Wealth and Responsibility
But, says Mulvaney, the wealthy should "keep more of their money." Is he right? Elizabeth Warren addressed this especially well in a 2011 speech:
"I hear all this, you know, 'Well, this is class warfare, this is whatever.' No. There is nobody in this country who got rich on his own -- nobody. You built a factory out there? Good for you. But I want to be clear. You moved your goods to market on the roads the rest of us paid for. You hired workers the rest of us paid to educate. You were safe in your factory because of police-forces and fire-forces that the rest of us paid for.
"You didn't have to worry that marauding bands would come and seize everything at your factory ... because of the work the rest of us did. Now look, you built a factory and it turned into something terrific, or a great idea. God bless -- keep a big hunk of it. But part of the underlying social contract is, you take a hunk of that and pay forward for the next kid who comes along."

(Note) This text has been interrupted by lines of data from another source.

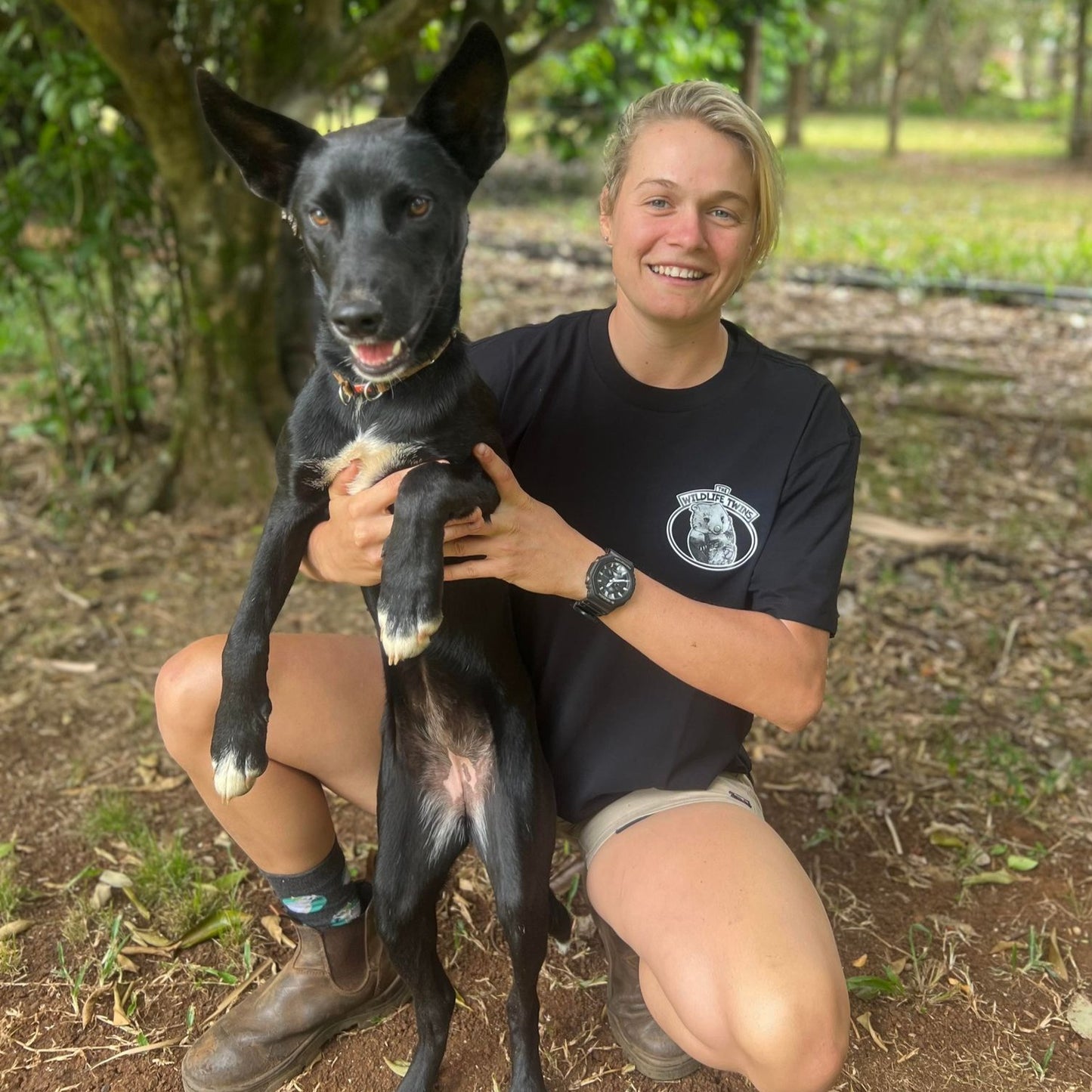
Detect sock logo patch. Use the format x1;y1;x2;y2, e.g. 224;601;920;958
280;894;326;914
329;899;360;925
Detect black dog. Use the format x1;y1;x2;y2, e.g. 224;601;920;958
198;25;569;1092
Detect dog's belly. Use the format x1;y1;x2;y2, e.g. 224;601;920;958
310;425;420;493
400;665;496;855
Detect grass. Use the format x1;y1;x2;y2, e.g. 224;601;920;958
772;115;1092;287
84;793;245;937
504;115;1092;288
0;842;26;974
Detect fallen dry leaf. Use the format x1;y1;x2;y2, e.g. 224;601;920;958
857;1013;886;1053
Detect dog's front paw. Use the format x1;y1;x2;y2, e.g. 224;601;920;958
376;594;444;664
211;704;268;804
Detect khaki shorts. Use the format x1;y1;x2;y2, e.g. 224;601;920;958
558;773;763;866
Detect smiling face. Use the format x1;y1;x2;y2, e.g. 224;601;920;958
599;119;756;328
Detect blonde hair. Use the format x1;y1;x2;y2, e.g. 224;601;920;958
603;79;784;284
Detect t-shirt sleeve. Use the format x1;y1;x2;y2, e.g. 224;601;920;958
749;383;861;636
467;334;515;407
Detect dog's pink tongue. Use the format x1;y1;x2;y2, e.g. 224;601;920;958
353;342;394;367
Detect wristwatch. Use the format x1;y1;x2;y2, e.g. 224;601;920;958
572;549;636;618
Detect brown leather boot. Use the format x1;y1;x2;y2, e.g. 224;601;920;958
592;910;698;1081
182;904;410;1092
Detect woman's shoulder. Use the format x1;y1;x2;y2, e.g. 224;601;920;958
732;324;861;439
469;311;597;363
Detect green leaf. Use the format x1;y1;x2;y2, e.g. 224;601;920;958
845;967;906;1001
175;906;250;951
963;868;1016;886
1004;853;1038;873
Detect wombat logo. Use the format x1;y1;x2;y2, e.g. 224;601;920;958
667;485;759;571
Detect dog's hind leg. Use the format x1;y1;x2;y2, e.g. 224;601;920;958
373;738;467;1092
472;726;567;1092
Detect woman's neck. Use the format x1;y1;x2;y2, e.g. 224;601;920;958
607;299;729;390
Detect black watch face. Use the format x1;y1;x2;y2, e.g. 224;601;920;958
592;557;633;603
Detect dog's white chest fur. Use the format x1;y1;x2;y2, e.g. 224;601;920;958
314;425;417;493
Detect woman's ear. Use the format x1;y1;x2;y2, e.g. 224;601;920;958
599;186;614;247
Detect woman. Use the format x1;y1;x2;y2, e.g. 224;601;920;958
156;82;859;1092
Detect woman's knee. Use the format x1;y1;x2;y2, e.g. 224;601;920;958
733;996;849;1092
155;636;224;769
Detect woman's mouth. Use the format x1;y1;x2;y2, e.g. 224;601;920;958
648;265;709;280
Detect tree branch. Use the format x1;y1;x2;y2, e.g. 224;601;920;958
57;0;209;198
318;0;449;93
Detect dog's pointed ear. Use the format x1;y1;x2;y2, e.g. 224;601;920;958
196;69;322;208
407;23;508;184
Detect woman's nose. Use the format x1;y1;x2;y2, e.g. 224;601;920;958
670;209;705;249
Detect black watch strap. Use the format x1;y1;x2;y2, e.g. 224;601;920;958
572;549;636;618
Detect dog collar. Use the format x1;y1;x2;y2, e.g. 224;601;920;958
329;326;459;405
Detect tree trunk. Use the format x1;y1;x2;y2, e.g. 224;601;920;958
1069;0;1092;162
815;39;841;110
784;57;812;147
739;19;763;113
884;49;906;159
379;49;425;118
1020;11;1043;103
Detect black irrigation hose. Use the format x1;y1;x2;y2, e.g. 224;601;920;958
778;265;1092;311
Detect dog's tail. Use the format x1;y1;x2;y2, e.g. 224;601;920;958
549;891;572;951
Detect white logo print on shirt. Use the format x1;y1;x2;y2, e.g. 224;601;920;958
667;485;759;571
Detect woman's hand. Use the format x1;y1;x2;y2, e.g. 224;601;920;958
304;462;479;587
444;444;604;599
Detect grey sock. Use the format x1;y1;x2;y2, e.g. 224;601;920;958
262;839;370;930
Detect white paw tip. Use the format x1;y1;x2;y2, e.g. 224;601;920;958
379;611;444;664
212;756;258;804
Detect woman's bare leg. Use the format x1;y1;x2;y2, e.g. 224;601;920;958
155;633;383;874
587;804;849;1092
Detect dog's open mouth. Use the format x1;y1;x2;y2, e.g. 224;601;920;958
349;338;410;376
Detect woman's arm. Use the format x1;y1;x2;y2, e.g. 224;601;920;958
299;462;481;587
444;446;830;732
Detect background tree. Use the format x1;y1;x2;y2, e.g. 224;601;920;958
1069;0;1092;159
380;0;614;117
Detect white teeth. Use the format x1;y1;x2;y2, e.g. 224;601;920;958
651;265;705;280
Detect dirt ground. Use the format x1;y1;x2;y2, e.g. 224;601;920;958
0;209;1092;1092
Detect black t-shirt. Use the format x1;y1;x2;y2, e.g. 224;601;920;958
471;310;861;821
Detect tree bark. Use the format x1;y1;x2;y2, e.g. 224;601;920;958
784;57;812;147
739;19;763;113
1069;0;1092;162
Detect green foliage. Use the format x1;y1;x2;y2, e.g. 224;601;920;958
542;0;743;159
0;0;174;479
770;115;1092;286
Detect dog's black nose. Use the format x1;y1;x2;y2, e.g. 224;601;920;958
329;299;383;339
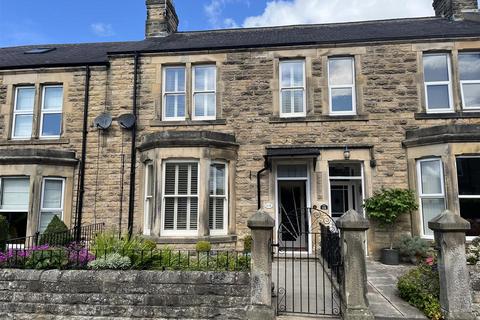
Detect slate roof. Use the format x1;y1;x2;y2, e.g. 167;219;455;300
0;17;480;69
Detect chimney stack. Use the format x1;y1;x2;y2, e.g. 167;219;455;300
145;0;179;39
433;0;478;20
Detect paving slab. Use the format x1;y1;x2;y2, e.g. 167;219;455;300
367;259;427;320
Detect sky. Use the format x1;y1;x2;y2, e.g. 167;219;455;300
0;0;434;47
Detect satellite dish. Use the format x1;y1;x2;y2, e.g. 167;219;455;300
93;112;112;130
118;113;136;129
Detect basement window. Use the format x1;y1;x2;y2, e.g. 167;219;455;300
24;48;57;54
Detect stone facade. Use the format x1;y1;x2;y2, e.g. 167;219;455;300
0;1;480;254
0;269;250;320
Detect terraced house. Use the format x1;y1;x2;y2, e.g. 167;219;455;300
0;0;480;254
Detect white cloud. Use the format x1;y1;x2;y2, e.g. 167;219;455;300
243;0;434;27
90;22;115;37
203;0;240;29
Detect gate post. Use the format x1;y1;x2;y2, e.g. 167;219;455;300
336;210;374;320
247;210;275;320
428;210;475;320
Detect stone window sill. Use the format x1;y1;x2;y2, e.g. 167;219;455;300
415;111;480;120
150;119;227;127
269;114;369;123
0;139;70;146
146;235;237;244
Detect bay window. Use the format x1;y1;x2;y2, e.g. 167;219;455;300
417;158;446;237
38;178;65;233
208;163;228;234
457;157;480;237
12;87;35;139
163;67;186;121
328;57;356;115
193;66;217;120
458;53;480;110
423;53;453;113
162;161;199;235
40;86;63;138
280;60;306;118
0;177;30;238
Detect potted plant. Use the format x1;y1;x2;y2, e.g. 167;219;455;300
364;189;418;265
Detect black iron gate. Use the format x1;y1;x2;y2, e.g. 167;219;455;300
272;207;343;316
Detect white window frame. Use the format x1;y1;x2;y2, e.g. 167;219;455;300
278;59;307;118
161;160;202;237
40;85;65;139
162;66;187;121
422;53;454;113
458;52;480;111
327;57;357;116
417;157;447;239
208;161;229;235
455;156;480;241
12;86;35;140
192;64;217;121
143;161;156;236
37;177;65;231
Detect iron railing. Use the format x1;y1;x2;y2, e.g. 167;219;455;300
6;223;105;251
0;246;251;272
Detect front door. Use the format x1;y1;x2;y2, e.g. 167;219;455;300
277;165;309;251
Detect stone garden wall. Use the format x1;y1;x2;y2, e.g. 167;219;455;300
469;265;480;320
0;270;251;320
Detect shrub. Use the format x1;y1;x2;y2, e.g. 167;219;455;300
398;235;430;261
25;247;69;270
0;215;9;252
364;189;418;249
243;235;253;252
467;238;480;265
88;253;132;270
195;241;212;252
397;265;443;320
40;216;73;246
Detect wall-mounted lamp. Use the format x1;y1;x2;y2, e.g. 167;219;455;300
343;146;350;160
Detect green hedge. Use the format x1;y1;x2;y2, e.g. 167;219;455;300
397;265;444;320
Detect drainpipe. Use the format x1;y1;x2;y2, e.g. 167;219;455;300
75;65;90;241
257;158;269;210
128;52;139;236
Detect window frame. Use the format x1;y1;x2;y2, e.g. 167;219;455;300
422;52;455;113
161;159;201;237
278;59;307;118
143;161;156;236
192;64;217;121
455;155;480;241
11;86;36;140
39;84;65;139
37;177;66;232
327;56;357;116
162;65;187;121
208;161;230;236
416;157;447;239
458;52;480;111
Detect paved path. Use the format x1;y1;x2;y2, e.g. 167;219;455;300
367;259;427;320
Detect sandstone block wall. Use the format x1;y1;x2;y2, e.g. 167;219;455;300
0;269;250;320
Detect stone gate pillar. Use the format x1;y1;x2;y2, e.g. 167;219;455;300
247;210;275;320
337;210;374;320
428;210;475;320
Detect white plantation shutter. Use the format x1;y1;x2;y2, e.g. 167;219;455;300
208;163;228;233
163;162;198;231
0;178;30;211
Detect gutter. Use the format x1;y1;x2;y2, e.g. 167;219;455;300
75;65;91;241
128;52;140;236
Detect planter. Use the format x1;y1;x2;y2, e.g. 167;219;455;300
381;248;400;266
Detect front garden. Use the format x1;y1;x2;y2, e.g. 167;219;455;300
0;217;251;271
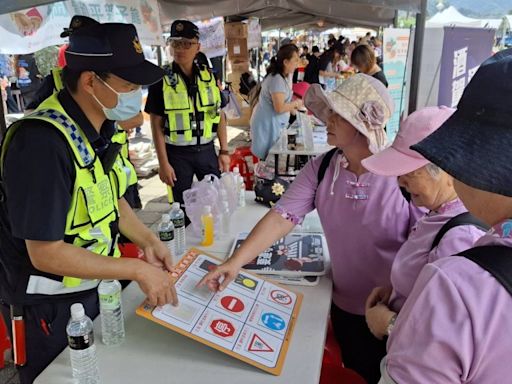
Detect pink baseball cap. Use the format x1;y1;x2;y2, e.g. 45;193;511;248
362;106;455;176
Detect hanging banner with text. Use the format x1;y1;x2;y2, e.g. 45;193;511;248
383;28;410;142
438;27;495;107
0;0;163;54
247;18;261;49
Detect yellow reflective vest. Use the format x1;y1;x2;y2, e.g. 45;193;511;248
163;67;221;145
0;94;120;295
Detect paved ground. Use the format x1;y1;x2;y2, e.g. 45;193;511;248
0;126;249;384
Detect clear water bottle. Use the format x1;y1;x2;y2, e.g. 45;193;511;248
158;213;176;261
220;201;231;239
169;203;187;256
98;280;124;345
66;303;100;384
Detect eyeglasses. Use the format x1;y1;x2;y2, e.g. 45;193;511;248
171;40;197;49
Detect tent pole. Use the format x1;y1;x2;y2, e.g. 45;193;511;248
409;0;427;114
0;90;7;142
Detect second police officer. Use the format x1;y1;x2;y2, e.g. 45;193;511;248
145;20;230;219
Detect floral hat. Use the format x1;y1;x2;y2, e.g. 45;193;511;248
304;73;394;153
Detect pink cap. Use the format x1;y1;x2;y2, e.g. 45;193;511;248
362;106;455;176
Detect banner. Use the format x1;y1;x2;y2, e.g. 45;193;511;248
0;0;163;54
438;27;495;107
247;19;261;49
194;17;226;58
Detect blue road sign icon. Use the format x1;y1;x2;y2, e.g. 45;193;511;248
261;312;286;331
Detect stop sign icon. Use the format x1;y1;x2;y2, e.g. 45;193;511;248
210;319;235;337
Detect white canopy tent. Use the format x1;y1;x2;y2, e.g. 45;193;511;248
427;6;482;28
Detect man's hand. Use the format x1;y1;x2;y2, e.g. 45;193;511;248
143;240;173;271
158;163;178;187
219;154;231;172
136;263;178;306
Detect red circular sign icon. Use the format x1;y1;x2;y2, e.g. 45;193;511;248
220;296;245;313
210;319;235;337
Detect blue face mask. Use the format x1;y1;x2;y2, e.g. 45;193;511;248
92;76;142;121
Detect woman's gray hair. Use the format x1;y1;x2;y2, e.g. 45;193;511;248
425;163;442;180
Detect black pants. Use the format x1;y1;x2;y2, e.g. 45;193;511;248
0;290;100;384
331;304;386;384
166;142;220;224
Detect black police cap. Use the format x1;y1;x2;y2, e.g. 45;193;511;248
66;23;164;85
60;15;99;37
170;20;199;40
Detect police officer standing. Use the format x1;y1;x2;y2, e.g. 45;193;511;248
0;23;177;383
145;20;230;216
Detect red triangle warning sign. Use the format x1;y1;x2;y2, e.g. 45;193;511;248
249;334;274;352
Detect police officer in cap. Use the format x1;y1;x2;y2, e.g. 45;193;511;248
145;20;230;219
0;23;177;383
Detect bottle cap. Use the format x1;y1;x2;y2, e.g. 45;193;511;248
71;303;85;320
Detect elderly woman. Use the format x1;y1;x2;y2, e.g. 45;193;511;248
362;107;485;339
381;49;512;384
251;44;302;160
202;74;422;383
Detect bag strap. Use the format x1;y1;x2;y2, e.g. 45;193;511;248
459;245;512;295
317;148;341;185
430;212;489;250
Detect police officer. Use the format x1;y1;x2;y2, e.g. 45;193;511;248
27;15;144;210
145;20;230;216
0;23;177;383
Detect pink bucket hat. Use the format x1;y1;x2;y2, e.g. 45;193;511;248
304;73;394;153
362;106;455;176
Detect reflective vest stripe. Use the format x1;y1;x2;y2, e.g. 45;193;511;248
32;109;94;166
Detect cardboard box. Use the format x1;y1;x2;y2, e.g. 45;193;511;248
224;23;249;39
227;39;249;61
230;61;249;73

Warren's comments are particularly compelling when you consider the fact that, as Robert Reich point out, an increasing number of rich Americans inherited their wealth. We are rapidly becoming the unjust society our founders warned us against, shackled with what Thomas Jefferson called "an artificial aristocracy founded on wealth and birth, without either virtue or talents."
Whose War?
The Mulvaney interview is worth reading in full. Progressive taxation isn't the only item on Mulvaney's list. He's also targeting Social Security, Medicare, and other government services that are vitally important to millions of Americans.
That's the agenda that unites Trump with Republicans in the House and Senate: the ever-increasing enrichment of the billionaire class. with the resulting ever-increasing impoverishment of everyone else.
Elizabeth Warren's right: Progressive taxation is not "class warfare." Republicans use the term preemptively whenever they want to hide the fact that they've been conducting class warfare against middle-class and lower-income Americans for decades.
With these words, Mulvaney has brought that class war out into the open. It's an economic war against working people, many of whom believe in a biblical adage taken from the Parable of the Faithful Servant: To whom much is given, much is expected.